5. We published Dan Chaon’s short story, “Shepherdess,” in our Fall 2006 issue, and it got a great public reaction. (The opening sentence starts things off on the right foot: “This girl I’ve been seeing falls out of a tree one June evening.” Whether you loved it the first time around or you never read it in the first place, now you can listen to Dan read it aloud, courtesy of Ohio University’s “Wired for Books.”
6. A classic updated to reflect our post-apocalyptic, flesh-eating times: Pride and Prejudice and Zombies, by Seth Grahame-Smith. The publisher describes it:
Pride and Prejudice and Zombies features the original text of Jane Austen’s beloved novel with all-new scenes of bone-crunching zombie action. As our story opens, a mysterious plague has fallen upon the quiet English village of Meryton—and the dead are returning to life! Feisty heroine Elizabeth Bennet is determined to wipe out the zombie menace, but she’s soon distracted by the arrival of the haughty and arrogant Mr. Darcy. What ensues is a delightful comedy of manners with plenty of civilized sparring between the two young lovers—and even more violent sparring on the blood-soaked battlefield as Elizabeth wages war against hordes of flesh-eating undead. Complete with 20 illustrations in the style of C. E. Brock (the original illustrator of Pride and Prejudice), this insanely funny expanded edition will introduce Jane Austen’s classic novel to new legions of fans.

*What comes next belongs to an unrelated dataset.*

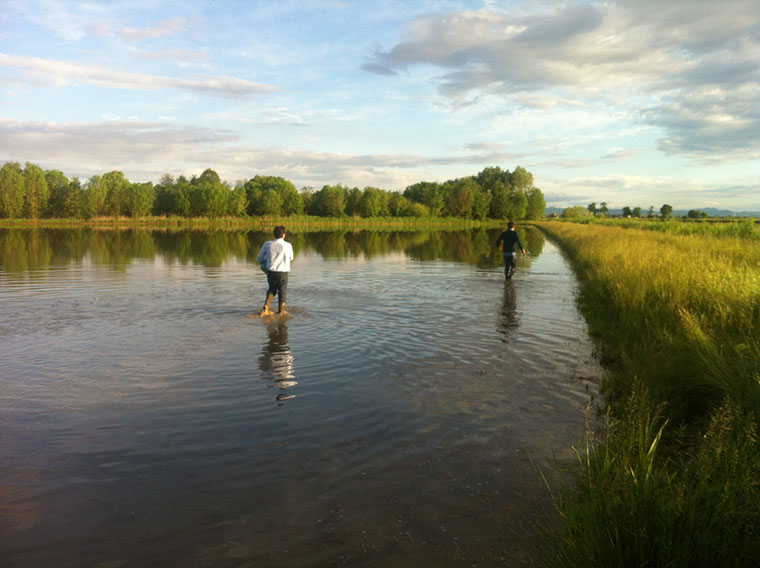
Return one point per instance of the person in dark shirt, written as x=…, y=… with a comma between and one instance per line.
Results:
x=507, y=240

7. Just to bring things full circle, Jane Austen fans may well enjoy “ ‘A Barkeeper Entering the Kingdom of Heaven’: Did Mark Twain Really Hate Jane Austen?,” Emily Auerbach’s article from our Winter 1999 issue. Bloggers have been passing around this article for the last couple of years, and seem to delight in this particular passage:
Twain marveled that Austen had been allowed to die a natural death rather than face execution for her literary crimes. “Her books madden me so that I can’t conceal my frenzy,” Twain observed, apparently viewing an Austen novel as a book which “once you put it down you simply can’t pick it up.” Yet one becomes suspicious of Twain’s supposedly frenzied loathing when he confesses that he likes to reread Jane Austen’s novels just so he can hate them all over again. In a letter to Joseph Twichell in 1898, Twain fumed, “I have to stop every time I begin. Everytime I read “Pride and Prejudice” I want to dig her up and beat her over the skull with her own shin-bone.”